H. Nassira

La liste des candidatures du Front de libération nationale (FLN) dans la wilaya d’Oran pour les prochaines élections législatives a été dévoilée dans un climat de surprise et de recomposition interne. Sur les 22 noms retenus, 15 figurent pour la première fois sur une liste électorale, dont six candidats suppléants, marquant une ouverture inédite à de nouveaux profils politiques.

Le dossier a été officiellement déposé ce lundi auprès de la délégation de l’Autorité nationale indépendante des élections à Oran, dans l’attente de son examen et de sa validation.

Seddiki Bouabdallah en tête d’une liste profondément remaniée

En tête de liste, le FLN a désigné Seddiki Bouabdallah, suivi de Bouchikhi Cheikh, secrétaire de wilaya du parti et candidat à un second mandat parlementaire. La troisième position revient à Djelat Abdelkrim, cadre connu du parti, directeur de la CNAS d’Oran et ex-membre de l’Assemblée populaire de wilaya.

La représentation féminine est assurée par plusieurs figures politiques, dont Méoufida Diab, ancienne membre du bureau politique et actuelle membre du comité central, forte de deux mandats au niveau local, ainsi que Zoulikha Mekki, ancienne députée et membre du bureau politique.

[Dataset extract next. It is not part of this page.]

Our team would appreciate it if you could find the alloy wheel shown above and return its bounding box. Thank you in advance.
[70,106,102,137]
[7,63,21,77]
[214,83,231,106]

Dans le volet jeunesse, deux nouveaux noms apparaissent en fin de liste : Salem Amel et Nourbeman Aizouni, qui signent leur première participation à une compétition électorale sous les couleurs du FLN. L’une d’elles est issue du Conseil supérieur de la jeunesse.

La liste comprend également le cadre Kamel Ahmed, figure historique du parti à Oran, acteur central de l’organisation du congrès du FLN et de la structuration des sections locales. Membre du comité central, il occupe actuellement un poste de responsabilité au sein de la mouhafadha.

Plusieurs députés sortants reconduits

Trois députés sortants figurent également parmi les candidats, à savoir Oussama Arabaoui, Bessiri Mostafa et l’ancien parlementaire Helaïli Salim, confirmant une volonté de continuité partielle au sein de la formation politique.

Une large ouverture aux nouveaux profils

La liste accorde une place significative aux nouvelles candidatures. Deux d’entre elles occupent même des positions stratégiques dans le classement : Abderabi Abdelmoumen, placé en quatrième position, et Kerzabi Mohamed Reda, en cinquième place.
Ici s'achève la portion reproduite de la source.